Despite the outcome of any one event being uncertain, we can use patterns from past observations to predict the general behavior of these variables. By collecting data, we can figure out how often certain outcomes occur and connect them to theoretical distributions.
We can describe the distribution of a variable with summary statistics: such as quartiles, deciles and percentiles.
summary(exam$overall)
Min. 1st Qu. Median Mean 3rd Qu. Max.
45.00 72.00 77.50 76.56 84.00 99.00
Histograms
One way to visualize the distribution of a variable is to plot a histogram. A histogram groups data points into intervals, showing how often data values fall within each range. The horizontal axis represents the intervals (or bins), and the vertical axis shows the frequency or count of data points in each bin.
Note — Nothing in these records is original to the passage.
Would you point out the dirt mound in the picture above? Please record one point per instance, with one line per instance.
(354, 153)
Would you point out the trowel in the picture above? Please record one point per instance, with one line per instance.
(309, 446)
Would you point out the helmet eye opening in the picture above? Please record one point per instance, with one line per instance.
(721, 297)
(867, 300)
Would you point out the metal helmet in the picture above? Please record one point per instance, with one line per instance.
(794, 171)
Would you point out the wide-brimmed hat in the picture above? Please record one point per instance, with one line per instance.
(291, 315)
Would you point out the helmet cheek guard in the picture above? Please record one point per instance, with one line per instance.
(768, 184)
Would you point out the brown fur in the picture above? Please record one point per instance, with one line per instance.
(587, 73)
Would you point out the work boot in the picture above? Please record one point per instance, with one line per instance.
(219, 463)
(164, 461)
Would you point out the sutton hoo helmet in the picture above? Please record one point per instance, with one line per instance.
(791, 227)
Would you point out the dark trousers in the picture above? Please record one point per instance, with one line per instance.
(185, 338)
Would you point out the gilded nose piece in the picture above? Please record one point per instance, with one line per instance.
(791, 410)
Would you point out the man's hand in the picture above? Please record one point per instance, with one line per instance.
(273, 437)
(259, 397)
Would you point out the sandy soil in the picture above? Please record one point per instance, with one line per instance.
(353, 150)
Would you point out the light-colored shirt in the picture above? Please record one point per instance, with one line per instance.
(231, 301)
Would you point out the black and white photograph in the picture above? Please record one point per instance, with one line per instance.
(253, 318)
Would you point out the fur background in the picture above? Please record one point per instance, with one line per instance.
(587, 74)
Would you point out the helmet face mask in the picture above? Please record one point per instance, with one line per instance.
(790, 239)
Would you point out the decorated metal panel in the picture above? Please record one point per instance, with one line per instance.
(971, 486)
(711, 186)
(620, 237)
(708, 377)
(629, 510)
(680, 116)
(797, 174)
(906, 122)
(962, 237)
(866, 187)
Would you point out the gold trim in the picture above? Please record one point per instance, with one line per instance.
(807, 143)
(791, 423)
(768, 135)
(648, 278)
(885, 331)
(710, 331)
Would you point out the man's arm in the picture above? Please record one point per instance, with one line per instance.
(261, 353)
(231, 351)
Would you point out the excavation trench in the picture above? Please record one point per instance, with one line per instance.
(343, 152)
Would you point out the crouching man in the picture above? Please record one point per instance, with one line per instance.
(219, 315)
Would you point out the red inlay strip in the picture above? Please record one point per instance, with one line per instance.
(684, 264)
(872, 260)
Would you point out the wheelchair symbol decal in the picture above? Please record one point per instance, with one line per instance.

A histogram gives an approximation of the true (unknown) distribution. It is not itself the distribution. A distribution refers to the theoretical assignment of probabilities across all possible outcomes, whereas a histogram represents the empirical frequencies observed in a finite sample.
hist(exam$final, prob = T, ann=F)
Boxplots
A boxplot, also known as a box-and-whisker plot, displays the median, quartiles, and range of the data. The box represents the interquartile range (IQR), which contains the middle 50% of the data, with the lower and upper edges corresponding to the first (Q1) and third quartiles (Q3). Whiskers extend from the box to indicate the range of values within 1.5 times the IQR from Q1 and Q3, while points beyond this range are considered outliers.
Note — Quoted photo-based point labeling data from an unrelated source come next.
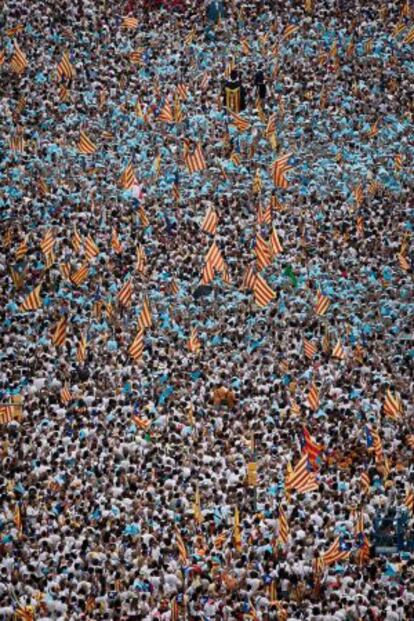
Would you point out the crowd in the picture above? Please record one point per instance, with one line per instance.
(206, 372)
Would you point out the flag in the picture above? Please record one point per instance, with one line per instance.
(65, 69)
(365, 483)
(309, 349)
(275, 244)
(194, 344)
(91, 249)
(18, 62)
(289, 31)
(236, 530)
(182, 551)
(313, 398)
(393, 406)
(59, 334)
(81, 351)
(145, 318)
(197, 507)
(310, 447)
(166, 113)
(263, 294)
(136, 348)
(32, 301)
(279, 168)
(262, 252)
(125, 293)
(129, 23)
(335, 553)
(409, 500)
(283, 527)
(210, 221)
(128, 179)
(239, 123)
(322, 304)
(195, 162)
(47, 242)
(85, 144)
(80, 275)
(338, 351)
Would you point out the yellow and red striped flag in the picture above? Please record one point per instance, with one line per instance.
(32, 301)
(338, 351)
(283, 525)
(194, 344)
(313, 398)
(210, 221)
(18, 61)
(59, 334)
(81, 351)
(47, 242)
(195, 162)
(182, 550)
(136, 348)
(263, 294)
(166, 114)
(322, 304)
(91, 249)
(65, 68)
(393, 407)
(145, 317)
(309, 349)
(125, 294)
(85, 144)
(279, 168)
(80, 275)
(127, 179)
(275, 245)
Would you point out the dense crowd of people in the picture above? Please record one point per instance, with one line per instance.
(173, 444)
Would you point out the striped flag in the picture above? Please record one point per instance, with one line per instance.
(80, 275)
(393, 406)
(289, 31)
(182, 551)
(18, 62)
(310, 447)
(32, 301)
(283, 527)
(65, 68)
(136, 348)
(125, 293)
(263, 294)
(210, 221)
(129, 23)
(309, 349)
(128, 179)
(279, 168)
(237, 542)
(166, 115)
(338, 351)
(91, 249)
(322, 304)
(195, 162)
(239, 123)
(47, 242)
(335, 553)
(262, 252)
(194, 344)
(85, 144)
(275, 244)
(313, 399)
(81, 351)
(59, 334)
(145, 318)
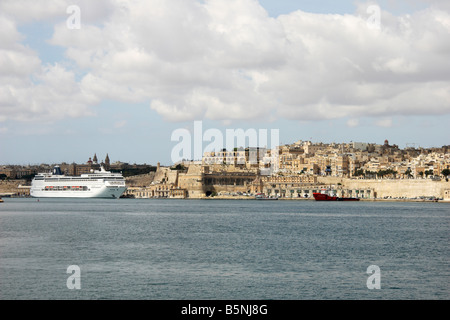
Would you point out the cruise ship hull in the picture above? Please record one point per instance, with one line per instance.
(326, 197)
(101, 192)
(97, 184)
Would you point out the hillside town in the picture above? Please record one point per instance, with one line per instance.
(293, 171)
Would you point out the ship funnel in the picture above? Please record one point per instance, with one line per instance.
(57, 171)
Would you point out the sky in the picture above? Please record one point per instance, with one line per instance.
(80, 77)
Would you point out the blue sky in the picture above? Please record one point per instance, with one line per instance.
(123, 82)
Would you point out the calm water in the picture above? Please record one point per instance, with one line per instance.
(189, 249)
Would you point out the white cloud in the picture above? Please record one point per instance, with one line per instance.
(229, 60)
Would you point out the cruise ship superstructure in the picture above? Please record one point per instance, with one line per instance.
(97, 184)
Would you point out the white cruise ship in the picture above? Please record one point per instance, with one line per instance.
(98, 184)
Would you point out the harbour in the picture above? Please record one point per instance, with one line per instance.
(222, 249)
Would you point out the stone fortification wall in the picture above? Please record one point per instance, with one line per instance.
(409, 188)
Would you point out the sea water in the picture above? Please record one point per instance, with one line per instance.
(222, 249)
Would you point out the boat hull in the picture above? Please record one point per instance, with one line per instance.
(326, 197)
(101, 192)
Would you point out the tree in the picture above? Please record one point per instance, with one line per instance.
(428, 173)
boxplot(final ~ major, exam)
Scatter plots
To observe the relationship between variables, it is straightforward to make a scatter plot of \(Y\) against \(X\). An upward-sloping pattern in the scatter plot indicates that the variables tend to move together, whereas a downward-sloping pattern suggests that they move in opposite directions. A flat slope implies the absence of correlation between the two variables.